Rich Lowry must be having a hard time thinking of new ways to be a partisan hack. His latest column on the oral arguments that the Supreme Court heard last week on ten commandments displays would be a masterpiece of obfuscation if it weren't for the fact that, try as he might, he can't really obfuscate anything.
The column is titled: Thou Shalt Make No Sense: Commandments and confused jurisprudence.
Rich says:
The Supreme Court has just heard oral arguments in two cases — one in Kentucky, the other in Texas — involving the display of the Ten Commandments, thus opening another act in the long-running absurdist drama known as "Supreme Court Establishment Clause Jurisprudence."
The First Amendment says that "Congress shall make no law respecting an establishment of religion." Throughout most of American history that has been taken to mean — oddly enough — that government can't establish a religion. It is the Supreme Court in recent decades that has taken this straightforward admonition and made it an impossible-to-understand mess.
Impossible to understand? Absurdist drama? Tell us more, oh, Richy Rich. Just how confusing is their establishment clause jurisprudence?
But Van Orden got his day in the Supreme Court, because the Court lives by a commandment of its own: "Thou shalt make no sense." Long ago it rejected any clean standard for interpreting the establishment clause, opting for a confusing morass instead.
So what should we expect?
Expect tangled 5-4 decisions in the two cases that do little to clarify anything.
There's only one place where Rich tries to actually explain the Supreme Court's standard, and gosh, he sure is trying to making it sound confusing:
As near as anyone can tell, the Court's standard for constitutionality is whether a reasonable observer would conclude that government is endorsing religion as a general matter.
But wait, that's actually not that confusing!
Now, deciding whether a reasonable observer would conclude something or not is not necessarily easy, but then a lot of legal standards aren't. It's hard to put your finger on what "beyond a reasonable doubt" means, but that doesn't change the fact that this standard is widely used and isn't going anywhere any time soon. And if you actually read some of the things that the Supreme Court wrote on this subject (a quotation would sure be nice, Rich, if for no other reason than to show that you did read something), you'll find that they are certainly articulating a standard that can be readily grasped. Justice Blackmun wrote, for example, in his Allegheny opinion:
The Establishment Clause, at the very least, prohibits government from appearing to take a position on questions of religious belief or from "making adherence to a religion relevant in any way to a person's standing in the political community."
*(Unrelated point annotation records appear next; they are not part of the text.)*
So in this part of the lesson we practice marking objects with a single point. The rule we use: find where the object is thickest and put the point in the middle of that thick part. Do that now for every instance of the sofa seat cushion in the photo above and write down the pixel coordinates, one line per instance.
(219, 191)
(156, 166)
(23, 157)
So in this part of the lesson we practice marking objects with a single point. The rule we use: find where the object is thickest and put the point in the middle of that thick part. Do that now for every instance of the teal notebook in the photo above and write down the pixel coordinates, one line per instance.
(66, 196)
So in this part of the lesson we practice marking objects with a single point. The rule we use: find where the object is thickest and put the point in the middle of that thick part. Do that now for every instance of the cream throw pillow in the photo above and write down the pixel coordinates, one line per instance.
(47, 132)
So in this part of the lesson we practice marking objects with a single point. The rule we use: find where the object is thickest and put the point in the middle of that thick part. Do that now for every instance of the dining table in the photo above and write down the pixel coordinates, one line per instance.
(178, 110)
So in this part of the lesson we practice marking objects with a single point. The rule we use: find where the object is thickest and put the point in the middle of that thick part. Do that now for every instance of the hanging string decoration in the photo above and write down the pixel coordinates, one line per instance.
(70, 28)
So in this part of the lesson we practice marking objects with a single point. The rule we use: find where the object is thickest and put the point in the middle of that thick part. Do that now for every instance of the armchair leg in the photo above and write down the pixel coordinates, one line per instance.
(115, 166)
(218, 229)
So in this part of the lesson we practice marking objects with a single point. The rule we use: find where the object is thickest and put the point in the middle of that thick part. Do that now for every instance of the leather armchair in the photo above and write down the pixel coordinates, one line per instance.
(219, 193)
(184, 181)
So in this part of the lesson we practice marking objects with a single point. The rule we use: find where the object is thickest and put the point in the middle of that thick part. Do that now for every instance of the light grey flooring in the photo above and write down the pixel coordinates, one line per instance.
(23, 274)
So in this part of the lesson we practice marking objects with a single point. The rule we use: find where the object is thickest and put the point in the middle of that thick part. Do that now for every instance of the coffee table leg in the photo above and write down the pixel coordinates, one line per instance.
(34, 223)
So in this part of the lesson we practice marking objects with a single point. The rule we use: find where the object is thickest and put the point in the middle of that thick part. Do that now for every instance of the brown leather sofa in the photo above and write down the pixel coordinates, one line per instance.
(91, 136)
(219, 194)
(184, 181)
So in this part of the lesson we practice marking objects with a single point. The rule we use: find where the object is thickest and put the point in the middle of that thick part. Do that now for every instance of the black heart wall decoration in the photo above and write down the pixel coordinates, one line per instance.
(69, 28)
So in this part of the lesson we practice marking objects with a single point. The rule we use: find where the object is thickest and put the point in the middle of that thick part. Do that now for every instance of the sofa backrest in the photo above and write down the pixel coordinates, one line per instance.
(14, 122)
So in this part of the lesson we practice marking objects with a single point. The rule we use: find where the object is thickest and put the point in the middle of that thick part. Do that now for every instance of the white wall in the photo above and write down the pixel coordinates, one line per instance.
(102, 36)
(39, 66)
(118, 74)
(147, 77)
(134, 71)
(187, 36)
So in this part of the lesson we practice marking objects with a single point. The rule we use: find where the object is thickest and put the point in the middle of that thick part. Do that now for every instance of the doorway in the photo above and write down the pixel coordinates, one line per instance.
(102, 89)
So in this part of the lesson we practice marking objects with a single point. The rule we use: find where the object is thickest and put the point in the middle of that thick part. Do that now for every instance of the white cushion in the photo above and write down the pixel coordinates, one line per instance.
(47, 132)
and he is clear about the fact that judges will still have decisions to make about what the overall thrust of a religious display is:
[T]he government's use of religious symbolism is unconstitutional if it has the effect of endorsing religious beliefs, and the effect of the government's use of religious symbolism depends upon its context. These general principles are sound, and have been adopted by the Court in subsequent cases. Since Lynch, the Court has made clear that, when evaluating the effect of government conduct under the Establishment Clause, we must ascertain whether "the challenged governmental action is sufficiently likely to be perceived by adherents of the controlling denominations as an endorsement, and by the nonadherents as a disapproval, of their individual religious choices."
If you think this is kind of a mushy middle standard, I would tend to agree with you. I actually don't really buy it, because I'm a pretty strictly non-accomadationist. But it's not unclear.
My guess is that the reason Rich is trying to convince you that the Court's jurisprudence in this area is confusing is that he knows that the decision will use essentially the standard summarized above. And he would really like you to think that those librul activist judges on the Supreme Court, with their radibly leftist, nay communist, 7-2 majority of republican appointees, just can't get anything right. And that's the reason we need some good strict constructionist conservative judges on the court, to tell us that decency doesn't evolve and that the second amendment is the only important one anyway.